Fortunately, my knee held out for most of the first day, which I finished stronger than I expected to, although way off my personal best for the ride. The last 20 miles got tough. My right knee gave out and I had to pedal almost exclusively with my left leg which, like most of the left side of my body, has been ignored for most of its life – I’m very right-sided. This is hardly heroic. There are a few PMC riders who don’t even have two legs. I saw one rider with a prosthetic leg (from close to the hip) and another riding with one leg without a prosthesis.  Those guys are heroic . . and insanely strong.

The other heroes are those that donate to the cause. For my part, that’s those of you who donated to and supported me on my ride. This year, my supporters donated $8,950 (so far) to the fight, the most I’ve raised in any of the seven years I’ve ridden. To all of you, my apologies for not holding up my end. My heart was in it, but my body couldn’t back it up. I let you all down, though, and I feel terrible about that.

My family stepped up to fill in some of the hole I left by not riding on day 2, each of them volunteering for the event. My wife has volunteered for years, but this year even my kids got out of bed at 5:00am to participate.
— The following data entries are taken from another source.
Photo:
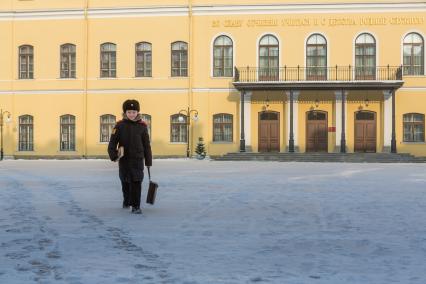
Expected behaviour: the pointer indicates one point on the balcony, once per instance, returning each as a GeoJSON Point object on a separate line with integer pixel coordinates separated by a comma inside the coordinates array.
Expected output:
{"type": "Point", "coordinates": [319, 78]}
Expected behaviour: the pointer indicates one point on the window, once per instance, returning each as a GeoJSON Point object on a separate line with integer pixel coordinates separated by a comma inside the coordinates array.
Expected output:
{"type": "Point", "coordinates": [108, 60]}
{"type": "Point", "coordinates": [222, 57]}
{"type": "Point", "coordinates": [26, 133]}
{"type": "Point", "coordinates": [68, 61]}
{"type": "Point", "coordinates": [316, 58]}
{"type": "Point", "coordinates": [143, 59]}
{"type": "Point", "coordinates": [365, 57]}
{"type": "Point", "coordinates": [179, 59]}
{"type": "Point", "coordinates": [67, 133]}
{"type": "Point", "coordinates": [107, 124]}
{"type": "Point", "coordinates": [178, 130]}
{"type": "Point", "coordinates": [268, 58]}
{"type": "Point", "coordinates": [26, 62]}
{"type": "Point", "coordinates": [413, 55]}
{"type": "Point", "coordinates": [147, 118]}
{"type": "Point", "coordinates": [222, 127]}
{"type": "Point", "coordinates": [414, 127]}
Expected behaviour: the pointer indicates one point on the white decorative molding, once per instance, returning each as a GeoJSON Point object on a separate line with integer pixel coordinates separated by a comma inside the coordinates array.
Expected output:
{"type": "Point", "coordinates": [212, 90]}
{"type": "Point", "coordinates": [42, 15]}
{"type": "Point", "coordinates": [138, 12]}
{"type": "Point", "coordinates": [97, 91]}
{"type": "Point", "coordinates": [308, 8]}
{"type": "Point", "coordinates": [167, 11]}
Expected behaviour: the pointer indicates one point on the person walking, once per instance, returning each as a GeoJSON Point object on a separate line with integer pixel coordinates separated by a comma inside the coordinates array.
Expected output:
{"type": "Point", "coordinates": [130, 146]}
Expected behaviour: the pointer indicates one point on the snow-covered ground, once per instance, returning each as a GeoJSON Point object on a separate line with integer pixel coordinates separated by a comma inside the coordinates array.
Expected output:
{"type": "Point", "coordinates": [214, 222]}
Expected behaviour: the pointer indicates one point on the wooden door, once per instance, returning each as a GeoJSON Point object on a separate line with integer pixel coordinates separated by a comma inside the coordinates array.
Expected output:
{"type": "Point", "coordinates": [365, 132]}
{"type": "Point", "coordinates": [316, 131]}
{"type": "Point", "coordinates": [269, 132]}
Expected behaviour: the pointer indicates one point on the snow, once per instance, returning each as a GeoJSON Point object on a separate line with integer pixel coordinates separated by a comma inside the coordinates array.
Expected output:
{"type": "Point", "coordinates": [214, 222]}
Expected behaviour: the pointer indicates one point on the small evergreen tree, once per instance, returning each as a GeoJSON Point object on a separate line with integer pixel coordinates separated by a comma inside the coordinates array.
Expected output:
{"type": "Point", "coordinates": [200, 150]}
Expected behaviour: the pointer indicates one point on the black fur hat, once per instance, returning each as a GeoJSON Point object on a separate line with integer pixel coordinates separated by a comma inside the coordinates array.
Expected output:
{"type": "Point", "coordinates": [131, 105]}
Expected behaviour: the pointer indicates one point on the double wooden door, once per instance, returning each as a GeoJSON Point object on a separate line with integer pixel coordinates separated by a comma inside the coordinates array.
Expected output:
{"type": "Point", "coordinates": [365, 132]}
{"type": "Point", "coordinates": [316, 131]}
{"type": "Point", "coordinates": [269, 131]}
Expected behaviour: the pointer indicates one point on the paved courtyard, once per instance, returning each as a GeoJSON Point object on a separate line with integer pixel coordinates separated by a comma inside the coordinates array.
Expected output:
{"type": "Point", "coordinates": [214, 222]}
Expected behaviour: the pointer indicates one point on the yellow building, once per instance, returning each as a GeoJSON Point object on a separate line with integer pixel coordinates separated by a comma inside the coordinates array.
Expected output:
{"type": "Point", "coordinates": [316, 76]}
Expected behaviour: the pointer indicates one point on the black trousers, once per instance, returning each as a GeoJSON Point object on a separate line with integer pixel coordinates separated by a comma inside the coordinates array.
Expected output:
{"type": "Point", "coordinates": [132, 193]}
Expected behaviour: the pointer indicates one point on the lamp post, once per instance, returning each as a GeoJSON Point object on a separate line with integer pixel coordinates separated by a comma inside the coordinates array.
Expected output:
{"type": "Point", "coordinates": [187, 112]}
{"type": "Point", "coordinates": [1, 129]}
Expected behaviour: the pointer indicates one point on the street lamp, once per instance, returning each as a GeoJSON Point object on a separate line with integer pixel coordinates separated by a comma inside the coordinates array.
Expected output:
{"type": "Point", "coordinates": [187, 112]}
{"type": "Point", "coordinates": [1, 129]}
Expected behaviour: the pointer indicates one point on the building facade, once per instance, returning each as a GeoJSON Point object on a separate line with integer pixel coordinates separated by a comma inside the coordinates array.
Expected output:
{"type": "Point", "coordinates": [320, 76]}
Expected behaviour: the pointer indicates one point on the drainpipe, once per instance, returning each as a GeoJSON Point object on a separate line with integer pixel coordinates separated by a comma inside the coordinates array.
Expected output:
{"type": "Point", "coordinates": [190, 71]}
{"type": "Point", "coordinates": [86, 72]}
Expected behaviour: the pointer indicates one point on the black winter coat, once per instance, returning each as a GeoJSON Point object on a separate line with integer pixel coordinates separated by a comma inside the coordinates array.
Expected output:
{"type": "Point", "coordinates": [134, 137]}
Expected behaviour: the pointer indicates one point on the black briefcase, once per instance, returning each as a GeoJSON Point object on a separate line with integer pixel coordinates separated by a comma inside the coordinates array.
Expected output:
{"type": "Point", "coordinates": [152, 190]}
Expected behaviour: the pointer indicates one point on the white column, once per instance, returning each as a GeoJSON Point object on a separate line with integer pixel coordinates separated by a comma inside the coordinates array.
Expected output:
{"type": "Point", "coordinates": [247, 120]}
{"type": "Point", "coordinates": [387, 116]}
{"type": "Point", "coordinates": [338, 112]}
{"type": "Point", "coordinates": [295, 118]}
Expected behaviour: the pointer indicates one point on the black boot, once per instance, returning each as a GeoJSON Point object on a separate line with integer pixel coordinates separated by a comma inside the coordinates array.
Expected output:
{"type": "Point", "coordinates": [136, 210]}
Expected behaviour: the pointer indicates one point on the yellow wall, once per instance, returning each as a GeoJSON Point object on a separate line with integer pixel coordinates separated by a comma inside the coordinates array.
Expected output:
{"type": "Point", "coordinates": [46, 97]}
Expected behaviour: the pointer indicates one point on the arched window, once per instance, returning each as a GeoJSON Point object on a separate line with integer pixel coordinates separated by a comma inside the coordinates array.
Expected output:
{"type": "Point", "coordinates": [222, 57]}
{"type": "Point", "coordinates": [26, 133]}
{"type": "Point", "coordinates": [108, 60]}
{"type": "Point", "coordinates": [26, 62]}
{"type": "Point", "coordinates": [222, 127]}
{"type": "Point", "coordinates": [143, 59]}
{"type": "Point", "coordinates": [179, 59]}
{"type": "Point", "coordinates": [107, 123]}
{"type": "Point", "coordinates": [316, 57]}
{"type": "Point", "coordinates": [414, 54]}
{"type": "Point", "coordinates": [414, 127]}
{"type": "Point", "coordinates": [178, 128]}
{"type": "Point", "coordinates": [68, 57]}
{"type": "Point", "coordinates": [147, 118]}
{"type": "Point", "coordinates": [268, 58]}
{"type": "Point", "coordinates": [365, 57]}
{"type": "Point", "coordinates": [67, 139]}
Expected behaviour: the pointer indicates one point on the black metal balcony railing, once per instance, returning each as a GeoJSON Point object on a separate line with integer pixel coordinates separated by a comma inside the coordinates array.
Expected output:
{"type": "Point", "coordinates": [337, 73]}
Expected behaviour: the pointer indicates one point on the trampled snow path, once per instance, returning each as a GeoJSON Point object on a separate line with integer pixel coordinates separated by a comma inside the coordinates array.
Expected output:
{"type": "Point", "coordinates": [215, 222]}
It was a real family effort.

For the first five years I rode in the PMC, my life was hardly touched by cancer. Since then, we’ve lost my mom (a multi-occurrence cancer survivor), my aunt Gerry (lung cancer) and my wife’s aunt, Bev (stomach cancer). Additionally, a very close friend who I have known most of my life was diagnosed with multiple myeloma, almost being caught too late. Scary, scary stuff.

Thanks you so much for your donation and support. As soon as I get my Steve Austin bionic knee replacement, I’ll be back in the saddle and prepping for next year’s PMC.